Grève du nettoyage au technicentre SNCF de Hellemmes (Lille) : Jours 6, 7, 8 – Nettoyer, Balayer, Elior il faut payer !
27 juillet 2022 Article Entreprises
Lundi : Elior envoie son perroquet
Dès 6h du matin devant le technicentre SNCF, les travailleurs du nettoyage en grève installent leur piquet pour une nouvelle semaine de mobilisation. On accroche la banderole, on installe tables et chaises, et surtout on distribue le nouveau tract aux cheminots qui entrent dans l’usine. Les revendications n’ont pas bougé depuis la semaine précédente : « On veut des sous et des embauches. »
La télévision est même venue couvrir la grève. « On n’a pas l’habitude des caméras. » Pourtant les grévistes ne mâchent pas leurs mots devant les journalistes. « On est en manque d’effectif donc surchargés de travail. On nous prend pour des esclaves ! » Le message est clair. Mais les propositions de la direction d’Elior le sont beaucoup moins. Le directeur régional arrive sur le site dans la matinée. Lui non plus n’a pas changé de position depuis la semaine dernière. « On vous propose de reprendre le travail, mais vous ne ferez pas plus que ce que vous faisiez avant l’appel d’offre. Comme ça on évalue les besoins et on embauchera en fonction ». Vous reprenez le travail d’abord, on discute ensuite. On commence à connaître la chanson !

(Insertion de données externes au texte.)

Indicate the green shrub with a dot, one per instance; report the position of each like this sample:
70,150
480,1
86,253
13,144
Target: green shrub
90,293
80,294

Mais qu’est-ce qui garantit qu’une fois le travail repris on ne demandera pas aux salariés d’en faire toujours plus ? Une tâche par-ci puis par-là, pour augmenter peu à peu la charge de travail ? « Je vous ferais des fiches de postes, pour définir précisément vos tâches » lance le directeur. Les grévistes ne sont pas dupes, « une fiche de poste ça peut se modifier », et sans que le salarié ait son mot à dire ! « Ils vont nous dire tu nettoies là-bas. Mais imaginons, ce n’est pas dans ta fiche de poste. Si tu refuses : avertissement ! Et au bout de trois avertissements, licenciement ! Je connais Elior comme ma poche. » En résumé la seule garantie que peuvent avoir les salariés que la charge de travail ne changera pas, ce sont des embauches. Mais le directeur se refuse à en promettre. « Il faut qu’on fasse une estimation de ce qu’on a besoin – Les grévistes ils l’ont fait l’estimation, c’est dix personnes ! » On se quitte sans avoir plus avancé. Mais on sent bien que le directeur enrage de ne pas être parvenu à faire reprendre le travail. « Tiens, si tu veux sécher tes larmes », lui lance un soutien de la CGT en tendant un kleenex. Le directeur est penaud, mais sur le piquet on est hilare.

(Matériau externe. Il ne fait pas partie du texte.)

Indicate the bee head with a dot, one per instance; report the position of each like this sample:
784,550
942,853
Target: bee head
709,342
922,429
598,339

Mardi : La propreté ? La SNCF s’en lave les mains !
En ce septième jour de grève, des cheminots de la SNCF s’arrêtent sur le piquet et montrent des photos prises à l’intérieur du technicentre. « C’est dégueulasse ! » Les poubelles débordent, les moucherons volent autour et les sanitaires sont presque insalubres… L’environnement de travail se dégrade à vue d’œil. La grève commence à se voir. « Mais la SNCF n’en a rien à faire. » Et si des salariés Elior d’autres sites viennent bien faire des heures supplémentaires au technicentre, ce n’est pas suffisant pour le rendre propre. C’est peut-être l’occasion de discuter avec la direction de l’entreprise ? Les grévistes décident d’aller remettre la pétition de solidarité, signée par plus de 400 cheminots, au directeur de l’établissement, en espérant de celui-ci qu’il fasse pression sur Elior pour que le centre soit nettoyé.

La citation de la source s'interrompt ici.